On this day in 1978, National Lampoon’s Animal House, a movie spoof about 1960s college fraternities starring John Belushi, opens in U.S. theaters. Produced with an estimated budget of $3 million, Animal House became a huge, multi-million-dollar box-office hit, spawned a slew of cinematic imitations and became part of pop-culture history with such memorable lines as “Fat, drunk and stupid is no way to go through life, son.”
Set at the fictional Faber College (the University of Oregon served as a stand-in during filming), Animal House centered around the disreputable Delta House fraternity, whose members enjoyed beer-soaked toga parties and crude pranks such as putting a horse in the dean’s office. Animal House was the first big hit for director John Landis, who went on to helm The Blues Brothers (1980), Trading Places (1983) and Coming to America (1988). The film’s cast included a then-unknown Kevin Bacon (Footloose, Mystic River), Karen Allen (Raiders of the Lost Ark) and Tom Hulce (Amadeus), all of whom were then just beginning their movie careers.
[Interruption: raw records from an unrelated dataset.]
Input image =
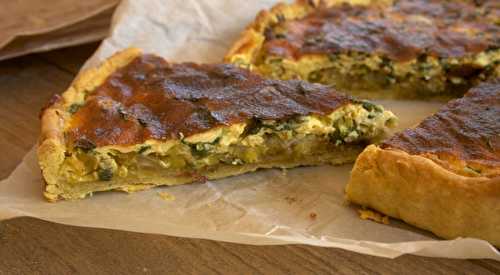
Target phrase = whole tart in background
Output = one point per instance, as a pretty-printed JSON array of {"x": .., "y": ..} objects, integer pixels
[
  {"x": 382, "y": 49},
  {"x": 138, "y": 121}
]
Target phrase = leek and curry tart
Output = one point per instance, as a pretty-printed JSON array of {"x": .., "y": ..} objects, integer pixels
[
  {"x": 138, "y": 121},
  {"x": 377, "y": 49},
  {"x": 444, "y": 174}
]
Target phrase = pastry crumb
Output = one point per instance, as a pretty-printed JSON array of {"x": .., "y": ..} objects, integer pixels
[
  {"x": 284, "y": 171},
  {"x": 313, "y": 215},
  {"x": 290, "y": 200},
  {"x": 166, "y": 196},
  {"x": 366, "y": 214}
]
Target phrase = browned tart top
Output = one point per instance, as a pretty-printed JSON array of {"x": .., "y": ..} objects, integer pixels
[
  {"x": 400, "y": 32},
  {"x": 152, "y": 99},
  {"x": 466, "y": 129}
]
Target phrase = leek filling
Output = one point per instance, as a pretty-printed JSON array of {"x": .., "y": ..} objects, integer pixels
[
  {"x": 363, "y": 74},
  {"x": 254, "y": 142}
]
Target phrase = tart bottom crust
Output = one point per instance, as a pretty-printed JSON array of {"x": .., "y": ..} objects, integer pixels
[{"x": 422, "y": 193}]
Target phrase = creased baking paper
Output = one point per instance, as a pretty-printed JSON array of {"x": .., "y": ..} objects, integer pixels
[{"x": 302, "y": 205}]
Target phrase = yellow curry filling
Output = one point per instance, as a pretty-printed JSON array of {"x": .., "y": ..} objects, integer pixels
[
  {"x": 255, "y": 142},
  {"x": 368, "y": 75}
]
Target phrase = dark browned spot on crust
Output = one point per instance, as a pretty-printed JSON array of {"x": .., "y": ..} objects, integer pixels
[
  {"x": 53, "y": 100},
  {"x": 151, "y": 99},
  {"x": 467, "y": 128},
  {"x": 401, "y": 32}
]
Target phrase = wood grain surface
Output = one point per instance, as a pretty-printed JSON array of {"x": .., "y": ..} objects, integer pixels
[{"x": 32, "y": 246}]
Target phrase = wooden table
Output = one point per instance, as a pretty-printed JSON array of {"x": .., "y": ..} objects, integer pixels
[{"x": 32, "y": 246}]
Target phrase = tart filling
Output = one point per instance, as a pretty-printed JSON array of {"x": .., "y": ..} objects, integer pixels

Animal House was co-written by Doug Kenney, Harold Ramis and Chris Miller, whose days at Dartmouth College in the early 1960s served as an inspiration for the film. Animal House marked the first film produced in affiliation with National Lampoon, a college magazine that was first published in 1970 and known for its dark humor. Other National Lampoon movies included Vacation (1983), which was written by John Hughes, directed by Ramis and starred SNL alum Chevy Chase.
At the time Animal House was released, John Belushi, who played party animal Bluto Blutarsky, was starring on the TV sketch comedy show Saturday Night Live (SNL). Belushi, who was born January 24, 1949, appeared on SNL from 1975 to 1979 and co-starred in the hit movie Blues Brothers with his SNL castmate Dan Akroyd. Belushi died of a drug overdose at age 33 on March 5, 1982, at the Chateau Marmont hotel in West Hollywood, California.